Une minute quarante-neuf secondes, de Riss

J’écris et je dessine pour les enfants, mais je commets à l’occasion des caricatures (je préfère le terme « dessin de presse ») sous le pseudonyme de Boris. Riss, rédacteur en chef à Charlie Hebdo, relate avec une plume magnifique sa vie de dessinateur ainsi que celle de ses compagnons jusqu’au carnage de janvier 2015. Ce n’est pas un récit triste, mais un hommage à ses camarades assassinés et un pied de nez à l’intolérance et à la barbarie. (Actes Sud, 2019, 320 p.)

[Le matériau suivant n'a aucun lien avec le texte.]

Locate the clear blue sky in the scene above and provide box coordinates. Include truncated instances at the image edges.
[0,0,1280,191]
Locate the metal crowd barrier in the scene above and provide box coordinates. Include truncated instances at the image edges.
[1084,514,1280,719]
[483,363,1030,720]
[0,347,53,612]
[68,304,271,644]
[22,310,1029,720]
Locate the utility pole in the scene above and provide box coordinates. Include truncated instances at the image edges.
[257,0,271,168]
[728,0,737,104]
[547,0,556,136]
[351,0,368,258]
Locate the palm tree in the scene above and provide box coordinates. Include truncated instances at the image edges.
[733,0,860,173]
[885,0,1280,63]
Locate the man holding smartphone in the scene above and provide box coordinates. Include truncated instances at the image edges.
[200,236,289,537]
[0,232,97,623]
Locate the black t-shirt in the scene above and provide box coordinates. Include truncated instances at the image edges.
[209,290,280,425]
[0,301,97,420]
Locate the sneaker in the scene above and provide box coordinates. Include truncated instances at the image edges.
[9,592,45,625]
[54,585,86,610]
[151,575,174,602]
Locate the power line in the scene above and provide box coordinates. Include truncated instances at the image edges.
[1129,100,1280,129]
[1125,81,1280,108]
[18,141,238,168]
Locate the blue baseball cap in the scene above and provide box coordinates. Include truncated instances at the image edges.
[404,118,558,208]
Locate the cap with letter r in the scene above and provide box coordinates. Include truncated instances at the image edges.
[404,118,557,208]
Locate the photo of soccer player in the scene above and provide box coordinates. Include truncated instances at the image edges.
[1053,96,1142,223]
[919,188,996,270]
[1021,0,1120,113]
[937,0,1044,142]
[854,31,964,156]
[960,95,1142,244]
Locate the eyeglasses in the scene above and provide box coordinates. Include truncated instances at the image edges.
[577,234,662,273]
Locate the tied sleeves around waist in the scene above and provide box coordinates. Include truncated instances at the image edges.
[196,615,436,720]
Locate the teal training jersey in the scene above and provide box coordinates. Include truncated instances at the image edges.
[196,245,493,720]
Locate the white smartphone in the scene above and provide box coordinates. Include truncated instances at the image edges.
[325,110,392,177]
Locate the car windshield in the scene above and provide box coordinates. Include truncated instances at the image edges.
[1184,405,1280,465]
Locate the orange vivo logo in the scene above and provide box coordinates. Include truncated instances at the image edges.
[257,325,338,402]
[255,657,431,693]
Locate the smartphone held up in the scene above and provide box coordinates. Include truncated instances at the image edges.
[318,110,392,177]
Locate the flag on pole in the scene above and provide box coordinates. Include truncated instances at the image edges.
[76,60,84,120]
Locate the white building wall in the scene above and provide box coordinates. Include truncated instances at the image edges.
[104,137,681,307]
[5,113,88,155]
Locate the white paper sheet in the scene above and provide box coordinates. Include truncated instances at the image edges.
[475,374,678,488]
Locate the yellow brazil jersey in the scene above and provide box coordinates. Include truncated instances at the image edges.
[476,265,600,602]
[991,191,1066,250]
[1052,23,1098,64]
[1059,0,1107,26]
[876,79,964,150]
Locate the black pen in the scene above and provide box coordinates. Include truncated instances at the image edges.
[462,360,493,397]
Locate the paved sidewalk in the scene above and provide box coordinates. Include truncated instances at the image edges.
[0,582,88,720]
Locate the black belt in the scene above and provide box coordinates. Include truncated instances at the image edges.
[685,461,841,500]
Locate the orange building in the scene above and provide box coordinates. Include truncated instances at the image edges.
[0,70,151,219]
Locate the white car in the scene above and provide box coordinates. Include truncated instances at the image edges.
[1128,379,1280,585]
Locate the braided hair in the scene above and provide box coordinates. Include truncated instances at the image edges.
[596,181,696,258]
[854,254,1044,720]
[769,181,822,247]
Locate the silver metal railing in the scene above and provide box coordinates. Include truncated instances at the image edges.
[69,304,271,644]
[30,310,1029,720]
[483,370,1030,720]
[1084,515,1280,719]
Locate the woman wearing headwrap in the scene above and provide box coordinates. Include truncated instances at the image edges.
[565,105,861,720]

Les fables, de Jean de La Fontaine

Une fourmi, un renard, un corbeau et un fromage. Deux ou trois fables qu’on ânonnait à l’école et qui, hélas, étaient réduites à un bêtisier de bêtes. J’ai redécouvert La Fontaine avec mon père. Aujourd’hui, à 89 ans, il continue à réciter de nouvelles fables chaque jour. Il se réveille souvent la nuit, en quête d’une rime ou d’un mot compliqué. Il est comme un enfant ouvrant un coffre au trésor rempli de perles et de costumes bariolés qui nous entraînent tantôt à la cour de Louis XIV, tantôt dans l’échoppe d’un savetier. On y côtoie des dieux immondes et des rats magnifiques. On y apprend l’histoire, la géographie, la philosophie et la zoologie davantage que dans bien des livres savants. (1668)


Si c’est un homme, de Primo Levi

S’il n’y avait qu’un ouvrage à lire sur l’univers des camps de concentration nazis, ce serait celui-là. Primo Levi était chimiste. Il a décrit son expérience du lager avec une analyse, un recul quasi-scientifiques. La banalité du mal de Hannah Arendt dans un erlenmeyer. Et pourtant, dans son récit, la lueur de l’espoir en l’humanité ne s’éteint jamais. Comme les étoiles dans la nuit la plus noire. J’ai lu ce livre à plusieurs époques de ma vie et, à chaque lecture, j’y ai découvert de nouvelles étoiles. (Traduction de Martine Schruoffeneger, Pocket, [1947] 1988, 320 p.)